Simulated Author's Rebuttal

2 responses · 0 unresolved

We thank the referee for their constructive and detailed feedback. We have revised the manuscript to address the concerns about insufficient details on secrecy assumptions and experimental procedures. Below we respond point by point to the major comments.

read point-by-point responses
  1. Referee: Abstract: The central robustness claim (adaptive removal and forgery success rates of 1% or below) rests on the assumption that 'the verification task itself [remains] private' because reconstruction targets are defined by a secret unknown to the attacker.

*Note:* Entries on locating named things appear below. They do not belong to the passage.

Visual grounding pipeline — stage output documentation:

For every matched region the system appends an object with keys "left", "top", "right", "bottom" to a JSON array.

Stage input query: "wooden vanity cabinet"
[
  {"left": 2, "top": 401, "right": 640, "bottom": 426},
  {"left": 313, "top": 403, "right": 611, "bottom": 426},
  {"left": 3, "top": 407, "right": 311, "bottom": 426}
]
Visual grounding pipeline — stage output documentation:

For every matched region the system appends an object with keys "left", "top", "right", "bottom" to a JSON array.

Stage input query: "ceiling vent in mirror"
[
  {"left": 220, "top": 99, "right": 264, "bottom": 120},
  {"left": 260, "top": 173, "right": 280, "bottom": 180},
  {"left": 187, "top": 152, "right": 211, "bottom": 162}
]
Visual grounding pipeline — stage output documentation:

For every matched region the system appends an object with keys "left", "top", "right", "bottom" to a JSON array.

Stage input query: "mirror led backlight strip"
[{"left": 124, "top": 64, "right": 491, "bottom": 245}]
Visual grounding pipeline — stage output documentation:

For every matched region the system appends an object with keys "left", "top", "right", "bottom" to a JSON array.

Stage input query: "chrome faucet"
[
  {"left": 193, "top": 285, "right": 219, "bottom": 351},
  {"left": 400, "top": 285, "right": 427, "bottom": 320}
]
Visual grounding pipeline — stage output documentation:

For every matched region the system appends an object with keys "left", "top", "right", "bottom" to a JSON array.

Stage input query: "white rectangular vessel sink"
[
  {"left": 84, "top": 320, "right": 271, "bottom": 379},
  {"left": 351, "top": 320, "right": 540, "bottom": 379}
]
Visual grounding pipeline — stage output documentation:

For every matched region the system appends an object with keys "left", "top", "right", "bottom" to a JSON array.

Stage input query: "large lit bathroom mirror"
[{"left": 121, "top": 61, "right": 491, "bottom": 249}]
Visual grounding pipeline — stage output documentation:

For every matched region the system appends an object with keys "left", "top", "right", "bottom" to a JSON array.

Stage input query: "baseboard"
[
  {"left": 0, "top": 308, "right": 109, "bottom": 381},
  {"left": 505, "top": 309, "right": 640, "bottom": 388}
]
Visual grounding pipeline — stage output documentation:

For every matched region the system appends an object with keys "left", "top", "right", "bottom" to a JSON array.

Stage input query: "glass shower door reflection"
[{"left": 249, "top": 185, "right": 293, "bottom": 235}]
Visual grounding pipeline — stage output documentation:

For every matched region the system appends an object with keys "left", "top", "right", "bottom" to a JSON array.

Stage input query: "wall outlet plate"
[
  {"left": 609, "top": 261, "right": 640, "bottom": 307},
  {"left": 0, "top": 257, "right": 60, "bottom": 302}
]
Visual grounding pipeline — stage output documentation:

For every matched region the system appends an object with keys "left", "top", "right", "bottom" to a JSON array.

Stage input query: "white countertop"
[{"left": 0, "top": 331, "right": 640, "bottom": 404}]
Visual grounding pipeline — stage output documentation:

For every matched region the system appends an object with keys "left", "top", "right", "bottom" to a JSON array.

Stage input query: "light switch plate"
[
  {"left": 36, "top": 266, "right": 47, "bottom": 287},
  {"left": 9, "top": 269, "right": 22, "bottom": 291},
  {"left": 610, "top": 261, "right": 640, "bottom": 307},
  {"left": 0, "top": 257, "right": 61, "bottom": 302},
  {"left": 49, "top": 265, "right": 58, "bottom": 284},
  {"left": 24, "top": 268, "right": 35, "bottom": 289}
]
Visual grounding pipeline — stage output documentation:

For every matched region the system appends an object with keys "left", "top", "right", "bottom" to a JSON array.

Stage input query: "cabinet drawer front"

The manuscript provides no details on how this secrecy is maintained or tested (e.g., whether adaptive attacks include attempts to infer targets via generator access, side-channel information, or statistical analysis of outputs), which directly undermines the reported attack-resistance numbers.

    Authors: We agree that the original manuscript did not sufficiently elaborate on the secrecy mechanism and threat model. The reconstruction targets are chosen uniformly at random from a large discrete space (on the order of 10^6 possible targets per image) and are treated as a shared secret between the model owner and verifier, transmitted via a secure channel outside the image generation pipeline. In the revised manuscript we have added a new paragraph in Section 3.2 explicitly stating this assumption and the threat model: the adaptive attacker is assumed to know the SPRINT algorithm and have white-box access to the generator but no knowledge of the specific secret targets. We have also added a short discussion of why statistical inference or side-channel attacks on the targets are considered outside the current scope, with a note that such attacks would require a different threat model not addressed in this work. The reported attack success rates therefore reflect the setting where the secret remains unknown to the attacker. revision: yes

  2. Referee: Results and experimental sections: The abstract states specific accuracy figures (99.17%, 98.83%, AUROC 99.30%) and attack success rates without describing the experimental setup, number of trials, statistical significance testing, or precise implementation of the adaptive attacks (including whether attackers operated with or without knowledge of the secret task). These omissions make it impossible to assess whether the empirical claims support the central contribution.

    Authors: We acknowledge that the experimental details were too brief. In the revised version we have expanded Section 4 to include a complete Experimental Setup subsection. This now specifies: evaluation on 10,000 images per model drawn from the FFHQ test split, results averaged over 5 independent random seeds with reported standard deviations, and use of 95% confidence intervals for the accuracy and AUROC figures. The adaptive removal and forgery attacks are described with pseudocode; each attack is run with full knowledge of the SPRINT algorithm but without access to the secret reconstruction targets. We have also added the exact hyperparameters used for the attacks and a statement that all experiments were performed under the closed-world and open-world settings described in the paper. revision: yes

Circularity Check

0 steps flagged

No significant circularity; empirical results stand on experimental validation

full rationale

The paper introduces SPRINT as a design that privatizes the verification task via secret reconstruction targets, then reports empirical accuracies (99.17% clean on 12-model FFHQ pool, 98.83% on close checkpoints, AUROC 99.30% open-world, adaptive attack success ≤1%). No equations, derivations, or parameter fits are shown that reduce these outcomes to the inputs by construction. The secrecy assumption is a stated design premise rather than a self-referential definition or fitted prediction. No load-bearing self-citations, uniqueness theorems, or ansatz smuggling appear in the abstract or described claims. The central performance numbers are framed as measured outcomes under the stated threat model, making the derivation chain self-contained against external benchmarks.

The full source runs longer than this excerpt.